Kurbanda ne keseceğiz?
İslam âlemi 9 Temmuz Cumartesi günü icra edilecek mübarek Kurban Bayramına hazırlanıyor. Hayvancılık ve tarım başta geçim kaynağı olan ülkemiz ise bu yıl kurban hazırlıklarını iyiden iyiye tamamlıyor.
Yavaş yavaş kurbanlık fiyatları da belli olmaya başladı.
Ekonominin bu buhranlı döneminde kurbanlık hayvanların da fiyatları nasibine düşen yükselişi gördü.
Geçtiğimiz hafta İzmir için açıklama yapan İzmir Kırmızı Et Üreticileri Birliği Başkanı Osman Civil, büyükbaş kurbanlıklar için 60-70 bin lira, küçükbaş kurbanlıklar için ise ortalama 3-4 bin lira olacağını belirtmişti.
Samsun Kırmızı Et Üreticileri Birliği Başkanı Erdal Doğan ise Samsun’da küçükbaş kurbanlığın fiyatının 2,5-4 bin TL, büyükbaş kurbanlık fiyatının ise 20-25 bin TL arasında olduğunu söyledi.
2021 yılında ortalama kurban fiyatları, hayvan başına büyükbaşta 6 bin 500 lira ile 35 bin lira, küçükbaşta ise bin 300 lira ile 5 bin lira arasında değişiyordu.
Konya’da ise bu rakamlar 7 veya 6 kişinin ortaklaşa gireceği büyükbaş için 35 bin liradan başlayacağı öngörülüyor.
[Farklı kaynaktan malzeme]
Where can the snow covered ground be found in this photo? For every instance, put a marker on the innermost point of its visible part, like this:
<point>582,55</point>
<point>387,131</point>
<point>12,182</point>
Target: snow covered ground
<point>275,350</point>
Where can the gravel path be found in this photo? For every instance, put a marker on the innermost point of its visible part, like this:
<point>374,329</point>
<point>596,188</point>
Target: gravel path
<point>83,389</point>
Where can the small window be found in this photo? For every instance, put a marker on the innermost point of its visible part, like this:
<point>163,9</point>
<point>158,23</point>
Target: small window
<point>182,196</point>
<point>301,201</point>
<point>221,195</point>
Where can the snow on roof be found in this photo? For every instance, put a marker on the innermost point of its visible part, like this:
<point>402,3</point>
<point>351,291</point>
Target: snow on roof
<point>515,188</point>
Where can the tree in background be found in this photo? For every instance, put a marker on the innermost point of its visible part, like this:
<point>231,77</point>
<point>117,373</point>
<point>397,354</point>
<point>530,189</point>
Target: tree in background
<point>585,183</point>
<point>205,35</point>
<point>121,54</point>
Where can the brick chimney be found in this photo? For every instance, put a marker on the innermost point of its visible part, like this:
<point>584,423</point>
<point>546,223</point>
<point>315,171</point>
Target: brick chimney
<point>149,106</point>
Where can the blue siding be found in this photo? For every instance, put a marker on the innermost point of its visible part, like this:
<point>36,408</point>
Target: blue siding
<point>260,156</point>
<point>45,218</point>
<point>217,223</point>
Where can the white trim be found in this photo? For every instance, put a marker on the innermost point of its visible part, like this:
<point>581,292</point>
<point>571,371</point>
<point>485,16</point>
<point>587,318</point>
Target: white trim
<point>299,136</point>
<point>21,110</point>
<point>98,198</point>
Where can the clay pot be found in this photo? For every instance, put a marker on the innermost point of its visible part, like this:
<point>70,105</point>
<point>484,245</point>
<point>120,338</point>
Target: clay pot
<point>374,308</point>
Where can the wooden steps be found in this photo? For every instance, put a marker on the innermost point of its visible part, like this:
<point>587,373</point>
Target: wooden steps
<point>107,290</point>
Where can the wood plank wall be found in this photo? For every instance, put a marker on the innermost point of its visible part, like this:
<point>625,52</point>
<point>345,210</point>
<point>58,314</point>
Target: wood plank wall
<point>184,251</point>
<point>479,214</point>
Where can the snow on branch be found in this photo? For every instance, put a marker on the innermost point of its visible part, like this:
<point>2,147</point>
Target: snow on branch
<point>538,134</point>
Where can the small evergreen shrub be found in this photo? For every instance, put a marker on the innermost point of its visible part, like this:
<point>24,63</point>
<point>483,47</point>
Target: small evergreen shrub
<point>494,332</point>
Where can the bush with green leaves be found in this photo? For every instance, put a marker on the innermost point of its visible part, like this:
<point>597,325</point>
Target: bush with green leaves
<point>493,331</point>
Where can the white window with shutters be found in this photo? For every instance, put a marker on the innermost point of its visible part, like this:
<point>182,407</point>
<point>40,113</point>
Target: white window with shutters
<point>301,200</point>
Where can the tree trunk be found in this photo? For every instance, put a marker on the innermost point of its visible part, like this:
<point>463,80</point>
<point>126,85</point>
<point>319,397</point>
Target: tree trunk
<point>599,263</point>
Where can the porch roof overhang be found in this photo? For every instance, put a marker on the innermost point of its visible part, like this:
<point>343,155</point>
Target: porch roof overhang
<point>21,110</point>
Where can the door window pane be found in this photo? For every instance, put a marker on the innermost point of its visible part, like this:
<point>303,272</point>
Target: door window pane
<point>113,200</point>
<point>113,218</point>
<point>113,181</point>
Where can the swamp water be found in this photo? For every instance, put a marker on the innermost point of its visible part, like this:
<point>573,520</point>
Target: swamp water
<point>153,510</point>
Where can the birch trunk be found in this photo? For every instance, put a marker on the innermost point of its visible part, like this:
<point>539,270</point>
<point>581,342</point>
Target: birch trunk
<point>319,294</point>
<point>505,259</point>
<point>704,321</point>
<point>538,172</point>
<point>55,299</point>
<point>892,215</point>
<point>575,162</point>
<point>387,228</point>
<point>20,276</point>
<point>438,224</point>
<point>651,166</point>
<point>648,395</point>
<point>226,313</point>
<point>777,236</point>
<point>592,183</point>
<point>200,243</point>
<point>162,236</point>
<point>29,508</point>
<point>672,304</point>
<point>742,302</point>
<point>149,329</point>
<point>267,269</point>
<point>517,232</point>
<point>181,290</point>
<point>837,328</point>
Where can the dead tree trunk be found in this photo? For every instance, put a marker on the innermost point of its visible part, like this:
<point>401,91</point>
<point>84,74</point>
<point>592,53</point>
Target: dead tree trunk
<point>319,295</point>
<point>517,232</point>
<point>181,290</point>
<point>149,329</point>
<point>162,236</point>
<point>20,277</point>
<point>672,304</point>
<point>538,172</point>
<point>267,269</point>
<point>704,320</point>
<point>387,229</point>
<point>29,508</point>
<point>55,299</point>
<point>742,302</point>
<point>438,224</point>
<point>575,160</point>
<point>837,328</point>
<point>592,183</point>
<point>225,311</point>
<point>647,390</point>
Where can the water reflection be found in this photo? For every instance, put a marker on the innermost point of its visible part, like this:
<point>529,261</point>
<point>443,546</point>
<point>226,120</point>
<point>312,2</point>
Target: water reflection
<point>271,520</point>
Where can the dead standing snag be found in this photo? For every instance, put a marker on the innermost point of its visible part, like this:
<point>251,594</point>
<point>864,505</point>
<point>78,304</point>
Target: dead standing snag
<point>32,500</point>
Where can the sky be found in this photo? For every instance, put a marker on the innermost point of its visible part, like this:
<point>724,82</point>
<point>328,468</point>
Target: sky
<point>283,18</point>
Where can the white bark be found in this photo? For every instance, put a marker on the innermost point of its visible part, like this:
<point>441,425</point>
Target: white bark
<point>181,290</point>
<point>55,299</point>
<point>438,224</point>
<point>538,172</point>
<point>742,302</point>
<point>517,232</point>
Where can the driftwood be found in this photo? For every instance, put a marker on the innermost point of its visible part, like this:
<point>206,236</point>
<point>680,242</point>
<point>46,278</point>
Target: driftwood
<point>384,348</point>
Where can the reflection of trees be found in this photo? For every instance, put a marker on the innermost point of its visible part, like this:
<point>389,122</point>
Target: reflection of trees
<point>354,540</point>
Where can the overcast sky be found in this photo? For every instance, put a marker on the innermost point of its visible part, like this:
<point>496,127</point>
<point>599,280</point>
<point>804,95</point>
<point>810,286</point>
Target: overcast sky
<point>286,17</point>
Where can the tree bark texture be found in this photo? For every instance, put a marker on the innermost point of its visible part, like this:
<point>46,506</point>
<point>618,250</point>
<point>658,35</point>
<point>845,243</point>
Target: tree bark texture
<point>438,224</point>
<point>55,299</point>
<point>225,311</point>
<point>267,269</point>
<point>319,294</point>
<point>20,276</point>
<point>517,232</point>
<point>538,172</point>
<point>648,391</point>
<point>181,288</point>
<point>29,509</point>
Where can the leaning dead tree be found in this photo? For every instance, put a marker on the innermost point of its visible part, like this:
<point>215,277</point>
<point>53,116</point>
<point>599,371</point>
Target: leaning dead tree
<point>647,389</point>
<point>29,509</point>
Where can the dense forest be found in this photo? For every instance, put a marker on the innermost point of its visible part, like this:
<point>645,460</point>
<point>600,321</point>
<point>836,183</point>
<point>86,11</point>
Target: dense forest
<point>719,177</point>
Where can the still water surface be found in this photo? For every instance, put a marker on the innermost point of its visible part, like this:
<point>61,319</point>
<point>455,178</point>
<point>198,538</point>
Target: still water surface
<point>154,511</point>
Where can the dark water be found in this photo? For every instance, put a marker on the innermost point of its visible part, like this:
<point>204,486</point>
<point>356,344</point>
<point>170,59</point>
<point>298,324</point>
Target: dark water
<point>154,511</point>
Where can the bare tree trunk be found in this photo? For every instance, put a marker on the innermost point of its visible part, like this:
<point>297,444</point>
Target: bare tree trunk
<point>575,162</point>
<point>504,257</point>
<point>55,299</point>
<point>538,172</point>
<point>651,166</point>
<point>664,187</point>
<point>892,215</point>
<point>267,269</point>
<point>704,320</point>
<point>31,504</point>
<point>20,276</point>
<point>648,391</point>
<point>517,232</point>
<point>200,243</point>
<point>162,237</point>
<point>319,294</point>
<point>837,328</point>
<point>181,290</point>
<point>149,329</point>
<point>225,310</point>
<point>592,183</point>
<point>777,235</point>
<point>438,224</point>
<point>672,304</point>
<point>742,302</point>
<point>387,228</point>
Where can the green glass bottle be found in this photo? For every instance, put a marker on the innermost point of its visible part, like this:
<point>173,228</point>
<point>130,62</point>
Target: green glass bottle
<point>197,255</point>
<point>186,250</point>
Küçükbaşta da bu fiyatlar 3 bin liranın üzerinden başlayacak gibi.
4 bin 250 lira asgari ücret ile geçinen bir ailenin bu rakamlarla kurban kesebilmesi neredeyse değil artık imkansız. Bir ailede iki çalışan varsa kurban kesmeleri ekonomilerini çok zorlamalarıyla olacak. Gelir biraz daha yüksek aileler artık kurbanlık alırken tekrar tekrar araştıracak, düşünecek, hesap-kitap yapacak.
Peki bu fiyatların bu seviyede olması, gelire göre giderlerin daha çok yükselmesi normal mi? Ekonomi haberlerinde hep söyledik, ‘makas açılıyor durmuyor’ diye. Bu konuda da hükümet bazı önlemler aldı fakat yükseliş ve enflasyon durmadı. Halen de durmuyor.
Yükselişin anatomisini ben çizecek değilim, bu konunun uzman ekonomistlerden öğrenilmesi daha uygun olacak. Ancak, geçtiğimiz günlerde açıklanan konut finans paketiyle ekonomi daha da canlanacak derken, ters orantı oldu. Konut fiyatları arttı, piyasa neredeyse kilitlendi. Net verileri TÜİK’in vereceği Mayıs konut istatistiklerinde göreceğiz.
Hal böyleyken Kurban alacak kesim kara kara düşünürken, kurbanlık satan yetiştiricinin durumu nasıl peki?
Onun da durumu alıcıdan beter!
Yem, elektrik, bakım, saman, mazot…. Giderler artık tümden aldı başını gitti. Hayvan yetiştiricinin kâr payı geçen yıllara göre yüzde 50 oranında düştüğü hesaplanıyor.
Alan da satan da artık memnun değil.
Herkes bu durumundan mustarip ve çözüm bekliyor. Ülkemiz, doğal maden bakımından zengin olmadığı için bu durumun tek çözümünün üretim olduğunu herkes biliyor. Tek alanda olan bir üretim değil, eğitimden başlayarak insanın yaşamında etkili olan tüm alanlarda üretim…
Üretim içinde hepimizin elini taşın altına koyması gerekiyor. Başka çıkış yolu yok.
Yoksa bu duruma hepimiz seyirci kalır ve çözümü hep devletten beklersek, seneye kurbanı sadece zenginler kesecek!